The answer to your question is that the MSP personalized professional development before that term hit the popularity that it now has in ed policy. By engaging in finding the teachers' science and math related content topic that he/she felt to advance in and allow the freedom to gauge participation in professional development types for their pursuit, the trust was established from the beginning that the project was focused on students.

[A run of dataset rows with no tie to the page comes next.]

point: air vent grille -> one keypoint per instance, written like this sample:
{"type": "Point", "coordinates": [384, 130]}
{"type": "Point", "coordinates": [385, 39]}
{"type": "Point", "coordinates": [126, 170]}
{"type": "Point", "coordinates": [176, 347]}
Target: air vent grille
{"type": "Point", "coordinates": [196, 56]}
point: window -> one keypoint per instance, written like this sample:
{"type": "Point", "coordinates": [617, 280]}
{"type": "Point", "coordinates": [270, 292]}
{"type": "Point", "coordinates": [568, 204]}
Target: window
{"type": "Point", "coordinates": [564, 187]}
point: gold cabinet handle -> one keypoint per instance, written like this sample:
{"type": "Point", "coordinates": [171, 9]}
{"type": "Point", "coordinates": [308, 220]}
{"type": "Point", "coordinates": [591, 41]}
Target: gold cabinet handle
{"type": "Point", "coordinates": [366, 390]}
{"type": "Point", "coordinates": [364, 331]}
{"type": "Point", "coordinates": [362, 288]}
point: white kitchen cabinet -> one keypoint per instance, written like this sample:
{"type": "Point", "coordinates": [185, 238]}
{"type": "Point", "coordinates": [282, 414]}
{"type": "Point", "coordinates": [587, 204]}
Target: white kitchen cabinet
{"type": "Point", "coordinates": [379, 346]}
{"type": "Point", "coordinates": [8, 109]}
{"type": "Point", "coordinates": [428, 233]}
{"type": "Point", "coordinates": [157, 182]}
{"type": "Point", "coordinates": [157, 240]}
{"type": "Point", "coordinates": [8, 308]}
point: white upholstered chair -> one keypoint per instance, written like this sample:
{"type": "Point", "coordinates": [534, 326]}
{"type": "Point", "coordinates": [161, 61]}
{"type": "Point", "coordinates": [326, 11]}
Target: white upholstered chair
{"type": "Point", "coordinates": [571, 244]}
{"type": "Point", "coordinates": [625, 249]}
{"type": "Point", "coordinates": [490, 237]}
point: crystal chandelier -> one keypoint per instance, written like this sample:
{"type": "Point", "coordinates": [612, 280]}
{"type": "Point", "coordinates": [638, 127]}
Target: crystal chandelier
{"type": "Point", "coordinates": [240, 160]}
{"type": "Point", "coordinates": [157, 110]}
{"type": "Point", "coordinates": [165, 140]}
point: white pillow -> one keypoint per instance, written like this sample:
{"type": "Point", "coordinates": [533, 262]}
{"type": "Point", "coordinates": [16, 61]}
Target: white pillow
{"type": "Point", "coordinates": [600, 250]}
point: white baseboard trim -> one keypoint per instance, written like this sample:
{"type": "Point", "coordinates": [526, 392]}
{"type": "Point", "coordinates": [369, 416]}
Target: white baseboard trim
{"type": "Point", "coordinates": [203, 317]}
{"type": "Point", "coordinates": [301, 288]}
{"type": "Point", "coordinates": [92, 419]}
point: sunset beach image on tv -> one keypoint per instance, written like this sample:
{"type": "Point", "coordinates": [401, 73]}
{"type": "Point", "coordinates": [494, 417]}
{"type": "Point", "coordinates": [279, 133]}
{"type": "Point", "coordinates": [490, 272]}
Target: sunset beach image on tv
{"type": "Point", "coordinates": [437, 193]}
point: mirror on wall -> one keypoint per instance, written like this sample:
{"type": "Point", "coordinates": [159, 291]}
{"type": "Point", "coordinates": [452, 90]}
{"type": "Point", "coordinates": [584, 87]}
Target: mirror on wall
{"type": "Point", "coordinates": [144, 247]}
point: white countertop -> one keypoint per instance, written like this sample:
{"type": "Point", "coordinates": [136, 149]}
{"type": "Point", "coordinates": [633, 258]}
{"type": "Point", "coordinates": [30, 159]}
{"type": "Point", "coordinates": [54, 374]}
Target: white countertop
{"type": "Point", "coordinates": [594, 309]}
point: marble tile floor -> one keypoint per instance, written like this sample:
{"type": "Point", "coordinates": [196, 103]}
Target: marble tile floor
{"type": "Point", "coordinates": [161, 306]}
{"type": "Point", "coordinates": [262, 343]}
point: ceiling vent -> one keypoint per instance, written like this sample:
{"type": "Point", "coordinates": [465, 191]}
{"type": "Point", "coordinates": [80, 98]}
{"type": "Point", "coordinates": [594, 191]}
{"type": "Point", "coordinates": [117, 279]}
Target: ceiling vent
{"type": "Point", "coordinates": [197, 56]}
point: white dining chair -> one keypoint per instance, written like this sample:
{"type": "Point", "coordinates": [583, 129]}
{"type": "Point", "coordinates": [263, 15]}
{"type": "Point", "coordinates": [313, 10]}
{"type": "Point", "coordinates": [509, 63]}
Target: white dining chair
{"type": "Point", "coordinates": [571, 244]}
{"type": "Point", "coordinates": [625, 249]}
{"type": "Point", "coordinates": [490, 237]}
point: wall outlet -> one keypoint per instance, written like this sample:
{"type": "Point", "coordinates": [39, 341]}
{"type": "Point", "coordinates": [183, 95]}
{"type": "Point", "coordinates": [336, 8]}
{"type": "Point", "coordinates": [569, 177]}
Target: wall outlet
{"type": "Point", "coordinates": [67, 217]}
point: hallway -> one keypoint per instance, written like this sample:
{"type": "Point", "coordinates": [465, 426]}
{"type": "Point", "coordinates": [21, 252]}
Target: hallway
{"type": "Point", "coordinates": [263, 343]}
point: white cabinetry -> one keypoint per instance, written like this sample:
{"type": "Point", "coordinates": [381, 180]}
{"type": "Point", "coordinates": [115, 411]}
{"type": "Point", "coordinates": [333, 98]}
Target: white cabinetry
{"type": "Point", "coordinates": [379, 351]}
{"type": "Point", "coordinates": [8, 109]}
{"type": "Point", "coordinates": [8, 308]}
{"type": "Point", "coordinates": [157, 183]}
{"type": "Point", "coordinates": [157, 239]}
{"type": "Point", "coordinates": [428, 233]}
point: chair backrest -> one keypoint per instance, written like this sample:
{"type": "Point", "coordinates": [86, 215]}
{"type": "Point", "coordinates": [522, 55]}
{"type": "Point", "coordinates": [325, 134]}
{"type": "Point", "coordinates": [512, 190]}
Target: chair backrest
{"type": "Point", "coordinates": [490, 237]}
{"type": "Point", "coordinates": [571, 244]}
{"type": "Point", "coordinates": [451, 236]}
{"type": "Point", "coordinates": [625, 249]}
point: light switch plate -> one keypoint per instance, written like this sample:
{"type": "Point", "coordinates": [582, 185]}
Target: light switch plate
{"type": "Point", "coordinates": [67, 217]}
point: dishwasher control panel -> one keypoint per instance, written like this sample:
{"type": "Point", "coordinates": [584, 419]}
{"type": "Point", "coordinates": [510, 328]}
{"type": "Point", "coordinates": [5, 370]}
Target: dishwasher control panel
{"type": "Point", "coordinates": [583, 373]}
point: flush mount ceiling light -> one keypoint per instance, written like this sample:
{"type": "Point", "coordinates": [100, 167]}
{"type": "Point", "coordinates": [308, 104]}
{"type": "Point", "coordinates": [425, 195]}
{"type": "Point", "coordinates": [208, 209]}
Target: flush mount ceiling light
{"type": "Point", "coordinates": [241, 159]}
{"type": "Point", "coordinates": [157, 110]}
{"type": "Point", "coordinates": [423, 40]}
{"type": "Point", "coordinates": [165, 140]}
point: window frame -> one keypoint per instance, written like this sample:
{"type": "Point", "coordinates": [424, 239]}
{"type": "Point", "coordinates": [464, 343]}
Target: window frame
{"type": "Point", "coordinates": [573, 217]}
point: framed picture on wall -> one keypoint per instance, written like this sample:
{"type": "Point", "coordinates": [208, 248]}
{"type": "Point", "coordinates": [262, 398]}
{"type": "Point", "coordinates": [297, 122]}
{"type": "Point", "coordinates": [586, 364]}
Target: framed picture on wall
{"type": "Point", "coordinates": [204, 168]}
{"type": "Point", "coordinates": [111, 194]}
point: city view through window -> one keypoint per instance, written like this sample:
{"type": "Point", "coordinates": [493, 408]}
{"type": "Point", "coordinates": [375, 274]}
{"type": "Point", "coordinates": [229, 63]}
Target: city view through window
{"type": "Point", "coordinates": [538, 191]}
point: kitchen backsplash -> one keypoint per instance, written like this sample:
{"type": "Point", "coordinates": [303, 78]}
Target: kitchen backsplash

An Engineering Program integration project in k-6 provided the concept of interest-based teacher support. Due to the shortness of the project support, the application and use of new programs and tools with students were viewed as a future goal. The reinvested MSP funds supported only two months, yet led to another 18 and expansion. Designing the next stage kept the same teacher process of following their interests into student the middle school and invited in other districts. Teachers grouped as cohorts from their districts, often represented by a single or team at formal professional development options. From that focus we were able to propose a 3 yr project, designing in milestones in cooperation with the participating teachers.

The effect of this scale up approach is that multiple teacher projects and types of STEM sprouted with support from the community and continue to offer the positive core for standards adjustment over time. We remain a "community of practice" and I have continued to coordinate rather than manage. In fact, I am testing and learning along with those who where participants in the funded element as we all learn from each other as new systems are introduced at different districts to further digitalize beyond the implementation of STEM to investigate local phenomenon as well as to learn the applications of specific tools.
Our challenge is to transition the personalization to students while ensuring their safety and support as they venture into STEM in developmentally appropriate learning progressions. Teachers who transition to STEM in this vague route know to capture their gains over time while increasing their experiences beyond the classroom. The work remains to build this transition for students.